In 1191, following the death of Henry II in 1189 and the departure of William FitzMartin on crusade with Richard I, the Lord Rhys captured Nevern Castle—ignoring his earlier oaths sworn on holy relics not to do so. Control of the castle then swapped back and forth between the Lord Rhys and three of his sons (Gruffudd, Maelgwyn and Hywel Sais), with the Lord Rhys being held prisoner in the castle by his sons during 1194 (probably in the basement of the Round Tower). Hywel subsequently took the castle from Maelgwyn by deception and released his father, who died in 1197.
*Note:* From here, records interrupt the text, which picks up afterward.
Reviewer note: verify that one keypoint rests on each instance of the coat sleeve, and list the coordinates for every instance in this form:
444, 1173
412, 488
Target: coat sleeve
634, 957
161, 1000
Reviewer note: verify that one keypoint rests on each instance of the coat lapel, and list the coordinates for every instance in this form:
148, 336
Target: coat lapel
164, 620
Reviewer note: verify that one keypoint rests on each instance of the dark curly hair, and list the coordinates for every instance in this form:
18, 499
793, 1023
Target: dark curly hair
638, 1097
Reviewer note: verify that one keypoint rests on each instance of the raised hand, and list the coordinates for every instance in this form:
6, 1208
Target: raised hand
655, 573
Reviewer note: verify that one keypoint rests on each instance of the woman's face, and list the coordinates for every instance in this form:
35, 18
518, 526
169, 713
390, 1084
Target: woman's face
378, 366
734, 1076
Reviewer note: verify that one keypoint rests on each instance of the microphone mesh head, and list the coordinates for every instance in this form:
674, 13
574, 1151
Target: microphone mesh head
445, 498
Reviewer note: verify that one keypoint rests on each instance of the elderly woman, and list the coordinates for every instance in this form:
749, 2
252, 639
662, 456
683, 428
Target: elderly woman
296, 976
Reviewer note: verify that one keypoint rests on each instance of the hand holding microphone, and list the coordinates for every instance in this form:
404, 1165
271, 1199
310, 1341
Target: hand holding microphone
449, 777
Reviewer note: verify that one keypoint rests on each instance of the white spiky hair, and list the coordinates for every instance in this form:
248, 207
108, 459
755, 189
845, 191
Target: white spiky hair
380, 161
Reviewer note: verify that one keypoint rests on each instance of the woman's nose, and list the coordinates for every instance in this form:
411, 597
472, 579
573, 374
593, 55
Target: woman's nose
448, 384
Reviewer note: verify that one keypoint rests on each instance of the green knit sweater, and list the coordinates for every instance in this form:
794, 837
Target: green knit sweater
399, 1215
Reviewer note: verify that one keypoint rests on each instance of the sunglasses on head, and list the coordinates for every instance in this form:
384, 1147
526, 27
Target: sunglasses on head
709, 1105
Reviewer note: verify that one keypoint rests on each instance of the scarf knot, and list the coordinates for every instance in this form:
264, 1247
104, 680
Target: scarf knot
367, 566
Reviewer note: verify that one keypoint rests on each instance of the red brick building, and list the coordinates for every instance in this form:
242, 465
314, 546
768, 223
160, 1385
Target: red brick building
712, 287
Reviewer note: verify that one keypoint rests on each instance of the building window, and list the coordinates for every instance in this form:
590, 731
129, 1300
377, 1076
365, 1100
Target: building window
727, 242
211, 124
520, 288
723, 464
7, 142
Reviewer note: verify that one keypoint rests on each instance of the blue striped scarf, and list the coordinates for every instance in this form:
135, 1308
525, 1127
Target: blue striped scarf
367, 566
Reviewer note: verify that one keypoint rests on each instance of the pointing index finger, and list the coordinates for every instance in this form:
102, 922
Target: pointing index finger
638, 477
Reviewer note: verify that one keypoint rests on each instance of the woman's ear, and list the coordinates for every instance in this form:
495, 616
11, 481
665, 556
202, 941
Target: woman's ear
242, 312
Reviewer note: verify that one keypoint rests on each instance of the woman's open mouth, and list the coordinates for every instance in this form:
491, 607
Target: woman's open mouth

Hear the story of Lord Rhys and his children, told by Delun Gibby, Community Archaeologist of Pembrokeshire Coast National Park

Nevern after the Castle

It is recorded that in 1195 Hywel Sais slighted (destroyed) Nevern Castle to prevent it falling into Anglo-Norman hands. By 1204, Anglo-Norman forces had retaken control of north Pembrokeshire including Nevern.

A new castle and borough were established in Newport by 1204 and Nevern Castle disappears from the written record. By the 14th century, easy access to a town was much more important than military defences. While many towns improved their roads and took down their defences, some 12th century settlements were simply abandoned.

Even without the castle, the village of Nevern in the more comfortable valley below continued throughout the medieval period. The church of St Brynach was rebuilt in stone between the 13th and 16th centuries and Nevern was an important stop on the pilgrimage route to St David’s Cathedral. There was active quarrying and export of slate from Nevern in the 16th and 17th century, although by 1603 the local historian George Owen described Nevern as one of nine Pembrokeshire “boroughs in decay.” From the 13th century to the present day, Nevern has largely been a village supporting the local agricultural community.

The use of the Welsh language, personal and place names haves continued around Nevern and the parishes of north Pembrokeshire from prehistory to the present day—unlike mid and south Pembrokeshire, where English place names, personal names and language are most commonly used. The Landsker line—the name for the boundary that divides these two zones— reflects the 12th century displacement of the Welsh population of mid and south Pembrokeshire by Flemish and English Anglo-Norman settlers, as their languages began to evolve into what we know as English today.